The ag value chain involves a wide array of participants to get food products from ground to grocery store–or increasingly, from research to restaurant. Every dollar spent on food has to be divided between all the different players. As the number of participants grows, and as more value is added at different stages of the value chain, the percentage of food dollar going to any one group is likely to decline.
This is why the farmers’ share of the food dollar has been on the decline for, well, pretty much the past century at least.
Sen. Elizabeth Warren and, more recently, Sen. Bernie Sanders have proposed aggressive antitrust enforcement of “Big Ag” companies—whether farm input companies like Bayer or early-stage processors like JBS or Tyson in the meat industry. The Senators claim that cracking down on these big companies will be beneficial for farmers and increasing farmers’ share of the food dollar. In my previous post, I explained why those arguments are wrong. In fact, those arguments are not even consistent with the data being used to justify the claims.
To really understand why farmers’ share of the food dollar has declined, one has to understand how—and where—value is created in the value chain. More specifically, one has to understand how value is added to the agricultural products that farmers produce. And how existing farm sector institutions work to make farmers’ share lower than it might otherwise be.
A recent (March 2019) McKinsey & Co. article titled “A Winning Growth Formula for Dairy” illustrates this value creation story. The article describes the challenge facing dairy company executives globally, and particularly in the U.S. Dairy farmers have been struggling with low raw milk prices resulting from continued over-production of milk relative to demand for dairy products. You would think large dairy companies would be bathing in profits with the cost of their primary input depressed—even below the cost of production, according to some farmer groups. And yet, return on invested capital in the dairy industry (ROIC; i.e., the economic value generated by their businesses) has been declining because growth in revenue and margins has not kept pace with an increasing cost of capital. The reason? Consumption of milk and dairy products in the U.S. has been on a long-term decline.
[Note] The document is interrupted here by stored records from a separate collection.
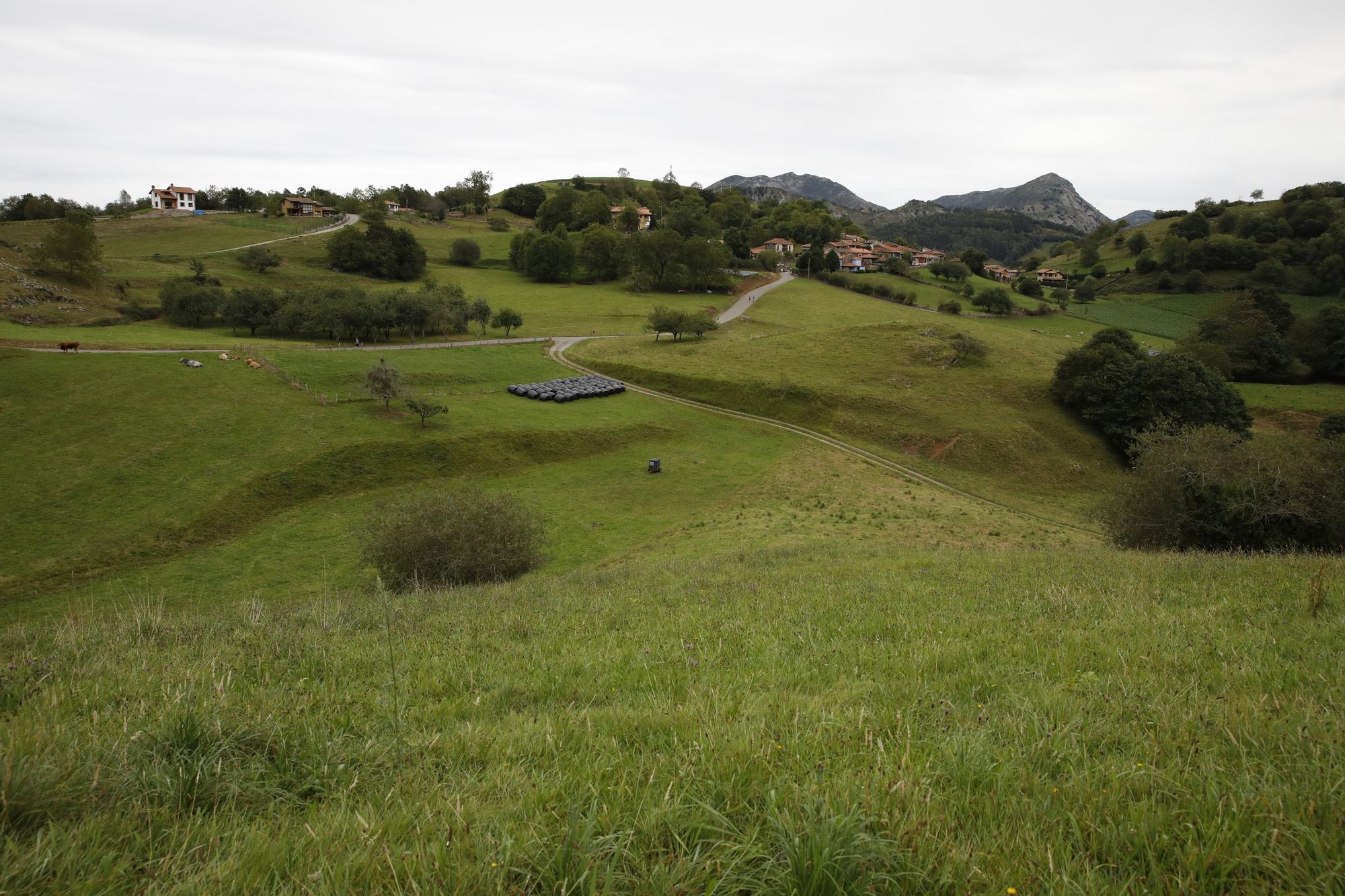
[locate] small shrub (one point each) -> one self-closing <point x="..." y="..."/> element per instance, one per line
<point x="1030" y="287"/>
<point x="447" y="538"/>
<point x="995" y="300"/>
<point x="465" y="252"/>
<point x="134" y="310"/>
<point x="259" y="259"/>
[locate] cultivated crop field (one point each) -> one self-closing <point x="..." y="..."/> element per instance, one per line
<point x="773" y="667"/>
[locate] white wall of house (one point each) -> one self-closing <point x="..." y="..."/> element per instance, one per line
<point x="185" y="200"/>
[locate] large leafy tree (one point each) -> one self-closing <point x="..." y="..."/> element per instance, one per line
<point x="1320" y="341"/>
<point x="251" y="307"/>
<point x="380" y="251"/>
<point x="1125" y="392"/>
<point x="549" y="257"/>
<point x="1254" y="346"/>
<point x="601" y="252"/>
<point x="524" y="200"/>
<point x="71" y="248"/>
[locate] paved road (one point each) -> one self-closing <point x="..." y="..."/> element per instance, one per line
<point x="748" y="298"/>
<point x="735" y="311"/>
<point x="348" y="221"/>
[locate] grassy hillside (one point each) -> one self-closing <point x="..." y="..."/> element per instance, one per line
<point x="771" y="667"/>
<point x="878" y="373"/>
<point x="875" y="717"/>
<point x="141" y="255"/>
<point x="231" y="481"/>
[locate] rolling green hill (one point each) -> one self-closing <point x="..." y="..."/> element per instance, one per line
<point x="142" y="255"/>
<point x="771" y="667"/>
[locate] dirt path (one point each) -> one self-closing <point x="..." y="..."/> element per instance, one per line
<point x="562" y="343"/>
<point x="345" y="222"/>
<point x="461" y="343"/>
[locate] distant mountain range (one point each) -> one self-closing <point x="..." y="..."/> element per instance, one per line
<point x="1046" y="198"/>
<point x="1137" y="217"/>
<point x="1007" y="222"/>
<point x="792" y="186"/>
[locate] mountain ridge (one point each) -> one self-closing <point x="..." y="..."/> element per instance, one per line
<point x="790" y="185"/>
<point x="1047" y="198"/>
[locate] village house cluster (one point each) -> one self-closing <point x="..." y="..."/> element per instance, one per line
<point x="173" y="198"/>
<point x="859" y="255"/>
<point x="305" y="208"/>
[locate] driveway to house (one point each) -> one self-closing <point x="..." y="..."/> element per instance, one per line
<point x="348" y="221"/>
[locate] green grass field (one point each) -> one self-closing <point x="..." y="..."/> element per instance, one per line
<point x="789" y="720"/>
<point x="771" y="667"/>
<point x="876" y="373"/>
<point x="145" y="253"/>
<point x="228" y="479"/>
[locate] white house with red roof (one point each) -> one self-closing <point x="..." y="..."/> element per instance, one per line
<point x="644" y="216"/>
<point x="173" y="198"/>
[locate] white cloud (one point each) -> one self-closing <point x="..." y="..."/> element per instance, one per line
<point x="1147" y="104"/>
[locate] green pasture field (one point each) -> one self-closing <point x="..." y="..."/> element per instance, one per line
<point x="228" y="479"/>
<point x="1319" y="397"/>
<point x="789" y="720"/>
<point x="1144" y="318"/>
<point x="988" y="425"/>
<point x="548" y="309"/>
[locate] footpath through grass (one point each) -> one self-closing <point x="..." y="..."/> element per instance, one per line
<point x="789" y="720"/>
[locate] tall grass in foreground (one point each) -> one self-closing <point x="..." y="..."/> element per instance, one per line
<point x="777" y="721"/>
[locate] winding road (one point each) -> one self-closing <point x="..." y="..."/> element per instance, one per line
<point x="345" y="222"/>
<point x="560" y="345"/>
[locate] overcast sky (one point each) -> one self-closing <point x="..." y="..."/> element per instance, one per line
<point x="1140" y="106"/>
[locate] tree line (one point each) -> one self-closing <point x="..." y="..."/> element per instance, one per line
<point x="337" y="314"/>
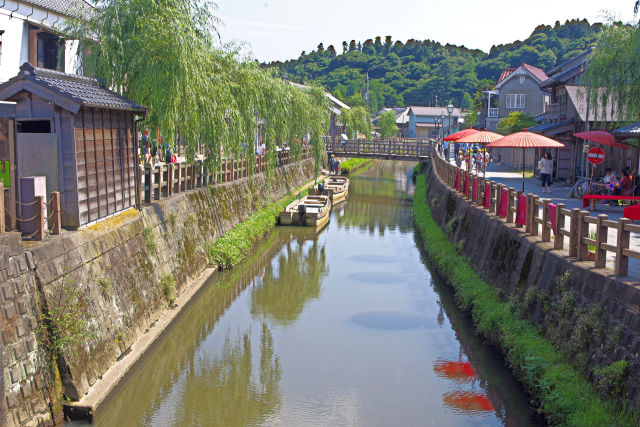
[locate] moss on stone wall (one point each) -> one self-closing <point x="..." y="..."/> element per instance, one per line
<point x="564" y="396"/>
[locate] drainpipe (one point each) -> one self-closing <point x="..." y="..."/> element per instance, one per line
<point x="17" y="7"/>
<point x="137" y="169"/>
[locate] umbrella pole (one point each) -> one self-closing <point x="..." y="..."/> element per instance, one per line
<point x="523" y="170"/>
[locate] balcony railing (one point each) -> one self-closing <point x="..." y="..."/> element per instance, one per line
<point x="553" y="112"/>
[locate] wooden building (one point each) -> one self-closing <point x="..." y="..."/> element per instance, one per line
<point x="78" y="134"/>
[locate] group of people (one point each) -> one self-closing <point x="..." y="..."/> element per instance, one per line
<point x="473" y="158"/>
<point x="612" y="183"/>
<point x="615" y="185"/>
<point x="334" y="165"/>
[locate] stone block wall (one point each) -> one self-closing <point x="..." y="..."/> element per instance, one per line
<point x="589" y="315"/>
<point x="120" y="268"/>
<point x="24" y="371"/>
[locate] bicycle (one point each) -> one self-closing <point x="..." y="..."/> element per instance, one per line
<point x="580" y="188"/>
<point x="584" y="186"/>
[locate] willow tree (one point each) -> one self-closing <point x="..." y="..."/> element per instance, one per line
<point x="356" y="120"/>
<point x="387" y="123"/>
<point x="613" y="76"/>
<point x="164" y="54"/>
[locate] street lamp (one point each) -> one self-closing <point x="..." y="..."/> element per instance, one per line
<point x="438" y="122"/>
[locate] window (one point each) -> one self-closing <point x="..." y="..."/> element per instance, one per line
<point x="46" y="50"/>
<point x="49" y="50"/>
<point x="515" y="100"/>
<point x="561" y="98"/>
<point x="33" y="126"/>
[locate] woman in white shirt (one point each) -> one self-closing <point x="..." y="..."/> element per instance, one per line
<point x="546" y="169"/>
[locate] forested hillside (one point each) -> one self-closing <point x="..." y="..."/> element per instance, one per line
<point x="414" y="72"/>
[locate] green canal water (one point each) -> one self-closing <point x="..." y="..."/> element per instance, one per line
<point x="344" y="328"/>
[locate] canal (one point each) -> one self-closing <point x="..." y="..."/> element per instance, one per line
<point x="344" y="328"/>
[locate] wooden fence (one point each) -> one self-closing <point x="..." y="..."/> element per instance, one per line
<point x="410" y="149"/>
<point x="163" y="180"/>
<point x="155" y="183"/>
<point x="588" y="237"/>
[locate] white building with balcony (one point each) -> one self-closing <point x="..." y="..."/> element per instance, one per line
<point x="31" y="31"/>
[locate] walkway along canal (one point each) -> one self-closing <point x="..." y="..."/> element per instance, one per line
<point x="347" y="327"/>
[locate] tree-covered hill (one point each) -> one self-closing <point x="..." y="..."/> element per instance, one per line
<point x="414" y="72"/>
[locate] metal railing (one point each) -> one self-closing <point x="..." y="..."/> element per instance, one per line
<point x="541" y="217"/>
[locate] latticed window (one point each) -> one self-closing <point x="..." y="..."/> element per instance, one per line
<point x="515" y="100"/>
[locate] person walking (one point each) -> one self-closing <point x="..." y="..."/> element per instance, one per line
<point x="546" y="169"/>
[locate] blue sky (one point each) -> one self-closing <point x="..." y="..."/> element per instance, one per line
<point x="281" y="29"/>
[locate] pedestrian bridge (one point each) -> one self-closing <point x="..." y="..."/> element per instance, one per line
<point x="392" y="149"/>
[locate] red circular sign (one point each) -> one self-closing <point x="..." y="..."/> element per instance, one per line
<point x="595" y="155"/>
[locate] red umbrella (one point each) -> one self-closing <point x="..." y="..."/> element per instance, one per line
<point x="601" y="137"/>
<point x="525" y="140"/>
<point x="483" y="137"/>
<point x="460" y="134"/>
<point x="480" y="137"/>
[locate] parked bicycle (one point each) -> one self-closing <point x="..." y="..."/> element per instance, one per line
<point x="585" y="186"/>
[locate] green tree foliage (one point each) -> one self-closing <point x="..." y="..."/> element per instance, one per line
<point x="613" y="77"/>
<point x="387" y="123"/>
<point x="414" y="72"/>
<point x="196" y="92"/>
<point x="515" y="122"/>
<point x="357" y="121"/>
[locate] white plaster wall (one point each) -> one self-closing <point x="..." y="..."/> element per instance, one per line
<point x="13" y="20"/>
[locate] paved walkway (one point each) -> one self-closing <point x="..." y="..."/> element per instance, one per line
<point x="504" y="174"/>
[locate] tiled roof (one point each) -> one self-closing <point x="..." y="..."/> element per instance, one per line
<point x="549" y="126"/>
<point x="86" y="91"/>
<point x="536" y="72"/>
<point x="630" y="131"/>
<point x="506" y="73"/>
<point x="76" y="8"/>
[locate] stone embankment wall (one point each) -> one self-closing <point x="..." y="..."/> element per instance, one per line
<point x="124" y="271"/>
<point x="590" y="316"/>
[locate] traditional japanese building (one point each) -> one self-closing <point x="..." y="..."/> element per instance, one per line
<point x="79" y="135"/>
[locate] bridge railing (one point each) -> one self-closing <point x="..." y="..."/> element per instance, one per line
<point x="412" y="148"/>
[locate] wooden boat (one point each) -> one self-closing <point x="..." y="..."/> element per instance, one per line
<point x="310" y="211"/>
<point x="336" y="187"/>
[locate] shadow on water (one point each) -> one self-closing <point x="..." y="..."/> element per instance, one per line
<point x="480" y="380"/>
<point x="289" y="284"/>
<point x="336" y="328"/>
<point x="190" y="377"/>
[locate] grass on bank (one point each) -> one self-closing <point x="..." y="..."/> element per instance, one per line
<point x="351" y="165"/>
<point x="229" y="249"/>
<point x="565" y="397"/>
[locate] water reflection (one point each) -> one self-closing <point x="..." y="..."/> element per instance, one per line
<point x="380" y="202"/>
<point x="365" y="342"/>
<point x="196" y="371"/>
<point x="479" y="383"/>
<point x="228" y="390"/>
<point x="293" y="281"/>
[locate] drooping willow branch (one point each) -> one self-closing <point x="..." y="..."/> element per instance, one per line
<point x="162" y="54"/>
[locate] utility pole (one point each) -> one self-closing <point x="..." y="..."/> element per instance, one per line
<point x="366" y="95"/>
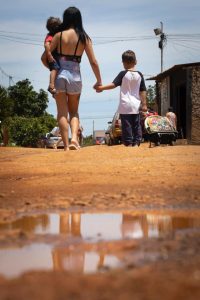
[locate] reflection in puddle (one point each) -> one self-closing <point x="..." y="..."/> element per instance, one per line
<point x="91" y="227"/>
<point x="39" y="256"/>
<point x="106" y="226"/>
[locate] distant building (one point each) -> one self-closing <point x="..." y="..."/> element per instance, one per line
<point x="99" y="137"/>
<point x="179" y="87"/>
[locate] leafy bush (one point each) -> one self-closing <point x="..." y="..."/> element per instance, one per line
<point x="27" y="131"/>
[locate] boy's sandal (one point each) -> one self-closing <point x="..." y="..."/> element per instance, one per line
<point x="52" y="90"/>
<point x="74" y="146"/>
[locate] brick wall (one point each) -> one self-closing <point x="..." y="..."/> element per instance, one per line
<point x="195" y="96"/>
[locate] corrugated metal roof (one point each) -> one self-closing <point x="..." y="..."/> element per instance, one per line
<point x="171" y="70"/>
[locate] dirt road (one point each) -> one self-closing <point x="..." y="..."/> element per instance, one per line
<point x="101" y="179"/>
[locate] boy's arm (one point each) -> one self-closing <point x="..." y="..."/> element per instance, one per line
<point x="48" y="52"/>
<point x="143" y="95"/>
<point x="101" y="88"/>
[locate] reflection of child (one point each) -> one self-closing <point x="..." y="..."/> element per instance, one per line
<point x="48" y="59"/>
<point x="132" y="98"/>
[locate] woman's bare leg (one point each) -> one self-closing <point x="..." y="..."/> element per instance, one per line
<point x="62" y="115"/>
<point x="73" y="103"/>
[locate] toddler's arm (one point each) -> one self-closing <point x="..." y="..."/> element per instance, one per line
<point x="101" y="88"/>
<point x="48" y="52"/>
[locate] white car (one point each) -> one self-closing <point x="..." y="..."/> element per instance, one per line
<point x="52" y="140"/>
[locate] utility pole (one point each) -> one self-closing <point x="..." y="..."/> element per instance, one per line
<point x="10" y="79"/>
<point x="162" y="41"/>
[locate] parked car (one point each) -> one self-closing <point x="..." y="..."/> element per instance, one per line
<point x="49" y="141"/>
<point x="113" y="134"/>
<point x="100" y="140"/>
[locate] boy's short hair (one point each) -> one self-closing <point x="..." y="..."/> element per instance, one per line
<point x="129" y="57"/>
<point x="53" y="25"/>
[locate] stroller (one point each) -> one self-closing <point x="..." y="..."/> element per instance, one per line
<point x="160" y="130"/>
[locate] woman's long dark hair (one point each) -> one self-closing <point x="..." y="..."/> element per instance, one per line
<point x="72" y="18"/>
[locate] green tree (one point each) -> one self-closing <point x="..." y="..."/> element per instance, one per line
<point x="27" y="131"/>
<point x="6" y="111"/>
<point x="151" y="95"/>
<point x="23" y="114"/>
<point x="27" y="102"/>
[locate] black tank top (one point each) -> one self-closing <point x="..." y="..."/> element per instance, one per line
<point x="74" y="57"/>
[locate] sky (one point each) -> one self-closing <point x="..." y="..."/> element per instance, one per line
<point x="114" y="26"/>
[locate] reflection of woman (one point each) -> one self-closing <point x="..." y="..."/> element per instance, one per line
<point x="70" y="44"/>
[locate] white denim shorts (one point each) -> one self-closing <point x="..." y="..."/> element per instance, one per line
<point x="69" y="78"/>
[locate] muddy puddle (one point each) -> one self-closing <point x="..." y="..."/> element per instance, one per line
<point x="75" y="229"/>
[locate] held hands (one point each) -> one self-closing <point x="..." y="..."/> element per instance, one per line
<point x="97" y="87"/>
<point x="143" y="109"/>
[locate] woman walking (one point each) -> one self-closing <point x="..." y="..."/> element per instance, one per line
<point x="70" y="43"/>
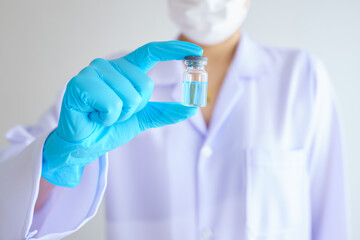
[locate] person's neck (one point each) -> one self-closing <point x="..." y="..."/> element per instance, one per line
<point x="218" y="54"/>
<point x="219" y="59"/>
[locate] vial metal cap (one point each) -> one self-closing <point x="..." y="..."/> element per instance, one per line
<point x="195" y="61"/>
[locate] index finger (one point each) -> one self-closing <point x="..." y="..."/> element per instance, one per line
<point x="147" y="56"/>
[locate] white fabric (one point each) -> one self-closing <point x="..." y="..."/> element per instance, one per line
<point x="208" y="22"/>
<point x="269" y="167"/>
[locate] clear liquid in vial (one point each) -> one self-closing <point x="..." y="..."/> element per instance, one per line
<point x="195" y="93"/>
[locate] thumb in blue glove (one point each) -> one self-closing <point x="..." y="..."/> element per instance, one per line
<point x="106" y="105"/>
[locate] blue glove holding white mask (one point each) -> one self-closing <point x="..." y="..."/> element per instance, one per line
<point x="106" y="105"/>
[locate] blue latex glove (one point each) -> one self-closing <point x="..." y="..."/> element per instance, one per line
<point x="106" y="105"/>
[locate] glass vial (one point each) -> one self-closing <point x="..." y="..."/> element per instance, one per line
<point x="195" y="82"/>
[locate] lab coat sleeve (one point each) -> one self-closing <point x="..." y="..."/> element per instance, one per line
<point x="66" y="210"/>
<point x="328" y="198"/>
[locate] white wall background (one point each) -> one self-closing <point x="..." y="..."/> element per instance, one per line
<point x="43" y="43"/>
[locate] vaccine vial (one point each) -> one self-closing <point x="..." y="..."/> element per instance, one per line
<point x="195" y="82"/>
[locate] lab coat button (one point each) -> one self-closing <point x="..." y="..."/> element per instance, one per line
<point x="207" y="233"/>
<point x="206" y="151"/>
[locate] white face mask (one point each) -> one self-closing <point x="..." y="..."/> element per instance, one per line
<point x="208" y="22"/>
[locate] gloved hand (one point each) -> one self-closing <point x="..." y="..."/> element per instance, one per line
<point x="106" y="105"/>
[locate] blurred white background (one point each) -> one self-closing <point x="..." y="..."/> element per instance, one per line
<point x="43" y="43"/>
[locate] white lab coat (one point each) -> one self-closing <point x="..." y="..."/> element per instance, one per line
<point x="269" y="166"/>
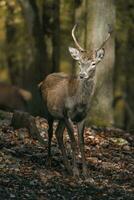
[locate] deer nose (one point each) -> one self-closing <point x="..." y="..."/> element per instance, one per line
<point x="82" y="75"/>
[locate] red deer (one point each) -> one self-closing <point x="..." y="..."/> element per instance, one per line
<point x="67" y="99"/>
<point x="13" y="97"/>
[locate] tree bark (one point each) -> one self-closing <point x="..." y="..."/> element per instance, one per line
<point x="99" y="15"/>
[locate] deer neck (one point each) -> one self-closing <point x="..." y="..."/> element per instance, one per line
<point x="85" y="89"/>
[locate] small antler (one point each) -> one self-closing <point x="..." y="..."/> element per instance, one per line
<point x="107" y="38"/>
<point x="74" y="38"/>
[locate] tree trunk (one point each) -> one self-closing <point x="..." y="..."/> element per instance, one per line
<point x="67" y="20"/>
<point x="99" y="15"/>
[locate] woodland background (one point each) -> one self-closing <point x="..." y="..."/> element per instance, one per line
<point x="34" y="40"/>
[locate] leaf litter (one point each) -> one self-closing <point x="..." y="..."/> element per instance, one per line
<point x="24" y="173"/>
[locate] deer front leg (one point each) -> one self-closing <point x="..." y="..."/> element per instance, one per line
<point x="70" y="130"/>
<point x="80" y="127"/>
<point x="50" y="135"/>
<point x="59" y="135"/>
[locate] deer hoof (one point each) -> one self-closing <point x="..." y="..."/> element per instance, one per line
<point x="75" y="172"/>
<point x="49" y="162"/>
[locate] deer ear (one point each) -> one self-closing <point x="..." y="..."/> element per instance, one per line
<point x="100" y="55"/>
<point x="75" y="53"/>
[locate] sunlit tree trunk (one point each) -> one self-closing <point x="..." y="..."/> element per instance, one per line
<point x="67" y="20"/>
<point x="11" y="43"/>
<point x="99" y="15"/>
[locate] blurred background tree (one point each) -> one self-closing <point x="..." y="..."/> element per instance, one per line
<point x="34" y="40"/>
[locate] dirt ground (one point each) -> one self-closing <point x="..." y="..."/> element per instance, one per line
<point x="24" y="174"/>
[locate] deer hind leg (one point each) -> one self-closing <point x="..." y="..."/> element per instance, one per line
<point x="70" y="130"/>
<point x="50" y="135"/>
<point x="59" y="135"/>
<point x="80" y="127"/>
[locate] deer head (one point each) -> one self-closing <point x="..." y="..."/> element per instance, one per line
<point x="87" y="60"/>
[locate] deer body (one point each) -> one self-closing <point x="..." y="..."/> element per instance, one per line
<point x="68" y="99"/>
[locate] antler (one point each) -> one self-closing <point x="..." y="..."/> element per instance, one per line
<point x="74" y="38"/>
<point x="107" y="38"/>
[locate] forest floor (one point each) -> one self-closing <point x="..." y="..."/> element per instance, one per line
<point x="25" y="175"/>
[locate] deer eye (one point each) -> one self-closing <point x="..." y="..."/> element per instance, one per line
<point x="93" y="63"/>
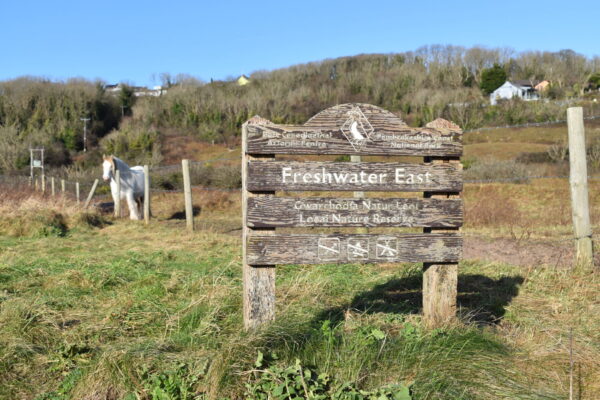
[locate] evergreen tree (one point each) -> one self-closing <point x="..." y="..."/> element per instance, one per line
<point x="492" y="78"/>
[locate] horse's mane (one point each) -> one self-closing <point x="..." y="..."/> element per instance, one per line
<point x="120" y="164"/>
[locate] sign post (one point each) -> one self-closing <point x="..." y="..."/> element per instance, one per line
<point x="358" y="130"/>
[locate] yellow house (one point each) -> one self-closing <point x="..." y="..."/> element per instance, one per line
<point x="243" y="80"/>
<point x="543" y="85"/>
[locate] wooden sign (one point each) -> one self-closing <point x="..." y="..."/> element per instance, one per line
<point x="347" y="176"/>
<point x="285" y="212"/>
<point x="351" y="129"/>
<point x="327" y="249"/>
<point x="401" y="141"/>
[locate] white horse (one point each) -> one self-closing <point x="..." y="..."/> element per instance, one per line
<point x="132" y="183"/>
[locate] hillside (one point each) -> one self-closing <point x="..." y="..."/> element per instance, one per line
<point x="434" y="81"/>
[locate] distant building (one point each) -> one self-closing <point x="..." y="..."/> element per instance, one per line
<point x="138" y="91"/>
<point x="243" y="80"/>
<point x="523" y="89"/>
<point x="543" y="85"/>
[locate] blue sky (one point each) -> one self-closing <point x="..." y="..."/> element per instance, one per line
<point x="132" y="40"/>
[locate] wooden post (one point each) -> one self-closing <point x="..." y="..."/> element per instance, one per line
<point x="440" y="280"/>
<point x="579" y="187"/>
<point x="118" y="196"/>
<point x="146" y="194"/>
<point x="258" y="280"/>
<point x="89" y="199"/>
<point x="187" y="193"/>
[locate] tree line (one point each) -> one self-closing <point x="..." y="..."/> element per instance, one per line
<point x="452" y="82"/>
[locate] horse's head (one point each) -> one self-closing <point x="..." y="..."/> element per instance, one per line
<point x="108" y="167"/>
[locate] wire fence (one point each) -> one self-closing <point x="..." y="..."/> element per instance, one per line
<point x="527" y="125"/>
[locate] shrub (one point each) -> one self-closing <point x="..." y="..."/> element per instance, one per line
<point x="133" y="145"/>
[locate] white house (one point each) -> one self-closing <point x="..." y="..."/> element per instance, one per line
<point x="523" y="89"/>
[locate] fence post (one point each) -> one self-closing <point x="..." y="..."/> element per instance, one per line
<point x="87" y="202"/>
<point x="187" y="192"/>
<point x="579" y="186"/>
<point x="146" y="194"/>
<point x="117" y="205"/>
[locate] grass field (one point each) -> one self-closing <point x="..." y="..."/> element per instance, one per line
<point x="103" y="309"/>
<point x="95" y="308"/>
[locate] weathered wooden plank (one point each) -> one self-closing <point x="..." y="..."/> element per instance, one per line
<point x="348" y="176"/>
<point x="342" y="248"/>
<point x="395" y="140"/>
<point x="440" y="281"/>
<point x="259" y="280"/>
<point x="335" y="116"/>
<point x="282" y="212"/>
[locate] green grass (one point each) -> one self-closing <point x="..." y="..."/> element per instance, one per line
<point x="130" y="311"/>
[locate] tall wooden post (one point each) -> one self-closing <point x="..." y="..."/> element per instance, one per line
<point x="187" y="193"/>
<point x="89" y="198"/>
<point x="440" y="280"/>
<point x="579" y="187"/>
<point x="146" y="194"/>
<point x="118" y="196"/>
<point x="258" y="280"/>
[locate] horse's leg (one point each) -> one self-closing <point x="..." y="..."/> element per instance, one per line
<point x="133" y="212"/>
<point x="140" y="205"/>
The authors go on to explain that dairy executives are faced with the challenge of how to create new value opportunities in the face of more milk being produced than there are uses for currently. New product development. New market development. These are expensive investments with uncertain outcomes. But that is where the value is being created for raw milk—not at the farm gate. In fact, one might argue that the value being created by dairy processors is in spite of having to overcome the value decreasing activities of dairy farms that, collectively, are overproducing.
This problem is not unique to the dairy industry. Whether corn, meat proteins, wheat, or any number of other agricultural commodities, agricultural producers are increasingly reliant on processors and refiners to transform producers’ crops into products consumers are willing (or required) to buy, and in a form consumers desire. It is not at all surprising, therefore, that more and more of the food dollar is being captured by firms beyond the farm gate. That’s where value is being added. That’s where more of the food dollar is being earned.